The admission feels unfamiliar. For years I've measured everything in terms of leverage, outcomes, and control. This isn't any of those things.
It's just honest.
Adrian studies me for a second. "That may be the healthiest thing you've said all week."
Declan nods once in agreement.
I ignore both of them.
The phones continue vibrating while the statement spreads outward into the same public machine that spent days tearing Sloane apart. Somewhere downstairs, legal is probably preparing several strongly worded conversations about liability exposure and executive accountability.

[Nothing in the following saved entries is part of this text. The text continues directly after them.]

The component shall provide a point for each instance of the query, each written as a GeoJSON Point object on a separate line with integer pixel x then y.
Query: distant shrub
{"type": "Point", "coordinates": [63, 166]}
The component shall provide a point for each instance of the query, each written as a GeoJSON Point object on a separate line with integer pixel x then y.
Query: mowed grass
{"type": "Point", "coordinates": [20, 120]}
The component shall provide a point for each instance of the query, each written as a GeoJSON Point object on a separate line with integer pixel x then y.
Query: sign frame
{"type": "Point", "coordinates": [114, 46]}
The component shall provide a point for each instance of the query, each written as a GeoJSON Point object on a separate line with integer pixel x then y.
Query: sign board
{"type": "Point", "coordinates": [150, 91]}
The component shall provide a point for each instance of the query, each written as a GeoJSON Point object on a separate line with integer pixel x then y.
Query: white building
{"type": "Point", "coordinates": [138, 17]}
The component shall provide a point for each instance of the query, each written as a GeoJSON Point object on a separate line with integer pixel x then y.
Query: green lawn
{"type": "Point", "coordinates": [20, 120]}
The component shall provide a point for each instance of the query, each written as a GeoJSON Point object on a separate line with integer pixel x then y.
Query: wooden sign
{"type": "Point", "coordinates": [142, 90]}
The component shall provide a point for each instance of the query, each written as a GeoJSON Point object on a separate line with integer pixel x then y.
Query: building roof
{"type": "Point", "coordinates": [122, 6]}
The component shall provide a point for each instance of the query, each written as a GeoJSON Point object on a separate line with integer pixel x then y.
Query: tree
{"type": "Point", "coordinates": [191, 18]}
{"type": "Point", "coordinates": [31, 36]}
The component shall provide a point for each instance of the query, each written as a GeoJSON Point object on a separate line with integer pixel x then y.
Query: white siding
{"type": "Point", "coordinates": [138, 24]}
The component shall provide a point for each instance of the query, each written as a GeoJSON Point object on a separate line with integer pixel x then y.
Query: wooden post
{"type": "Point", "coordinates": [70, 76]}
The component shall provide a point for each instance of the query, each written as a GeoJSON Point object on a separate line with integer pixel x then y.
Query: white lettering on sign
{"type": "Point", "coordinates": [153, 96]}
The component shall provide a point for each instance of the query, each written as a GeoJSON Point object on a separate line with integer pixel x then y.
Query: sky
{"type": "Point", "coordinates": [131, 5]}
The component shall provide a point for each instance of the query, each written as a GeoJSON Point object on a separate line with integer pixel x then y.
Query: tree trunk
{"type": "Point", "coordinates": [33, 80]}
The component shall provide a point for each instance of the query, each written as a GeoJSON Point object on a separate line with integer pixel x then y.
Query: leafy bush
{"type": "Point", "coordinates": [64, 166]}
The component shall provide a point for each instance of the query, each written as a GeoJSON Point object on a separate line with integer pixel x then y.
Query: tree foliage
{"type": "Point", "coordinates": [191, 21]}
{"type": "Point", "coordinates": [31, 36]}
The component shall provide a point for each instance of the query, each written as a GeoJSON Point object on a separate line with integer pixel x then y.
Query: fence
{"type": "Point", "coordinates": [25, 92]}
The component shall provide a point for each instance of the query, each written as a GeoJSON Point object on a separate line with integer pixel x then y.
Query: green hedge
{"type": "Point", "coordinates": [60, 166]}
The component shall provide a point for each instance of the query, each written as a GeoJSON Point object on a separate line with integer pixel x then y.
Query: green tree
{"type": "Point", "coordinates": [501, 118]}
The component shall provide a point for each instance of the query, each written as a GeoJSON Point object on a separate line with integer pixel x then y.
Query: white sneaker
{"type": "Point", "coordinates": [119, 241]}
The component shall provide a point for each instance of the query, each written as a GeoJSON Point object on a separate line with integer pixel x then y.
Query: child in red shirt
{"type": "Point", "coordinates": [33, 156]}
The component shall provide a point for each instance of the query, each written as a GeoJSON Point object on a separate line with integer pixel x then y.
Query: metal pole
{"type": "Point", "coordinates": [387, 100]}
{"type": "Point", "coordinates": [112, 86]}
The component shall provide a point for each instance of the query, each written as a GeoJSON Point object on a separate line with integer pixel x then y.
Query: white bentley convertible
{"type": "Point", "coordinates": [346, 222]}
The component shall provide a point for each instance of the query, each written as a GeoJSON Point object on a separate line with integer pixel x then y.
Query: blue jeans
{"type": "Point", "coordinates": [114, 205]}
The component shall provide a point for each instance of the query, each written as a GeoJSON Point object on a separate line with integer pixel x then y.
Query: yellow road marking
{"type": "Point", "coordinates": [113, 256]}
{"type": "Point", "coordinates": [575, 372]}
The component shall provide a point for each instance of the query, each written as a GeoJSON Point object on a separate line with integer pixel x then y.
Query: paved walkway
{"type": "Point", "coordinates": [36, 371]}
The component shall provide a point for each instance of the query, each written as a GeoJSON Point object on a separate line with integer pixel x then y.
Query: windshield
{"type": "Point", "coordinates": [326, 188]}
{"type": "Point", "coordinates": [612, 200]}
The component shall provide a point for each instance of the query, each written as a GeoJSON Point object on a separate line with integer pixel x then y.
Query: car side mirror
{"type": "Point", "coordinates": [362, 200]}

None of that feels like the center of the problem anymore.
The center of the problem is Sloane—the look on her face when she told me I didn't get to fix this, the certainty that I had used her, and the fact that her reputation was being torn apart with information that came from my office.
My phone buzzes again, and this time I look immediately.
Dana's message is short.
She saw it.
That’s all. No explanation, no emotional context, nothing that tells me whether Sloane read the statement with anger, relief, or complete indifference. Nothing that tells me whether the truth mattered to her at all.
For the first time since this started, I do not try to force meaning out of the silence. I set the phone down slowly and look back toward the source map still glowing on the screen.
Apex. Julian. Evan.
The entire attack is finally visible.
Too late to prevent it. Too late to protect Sloane from it.
I chose truth over strategy.
Now I have to live with whatever that costs.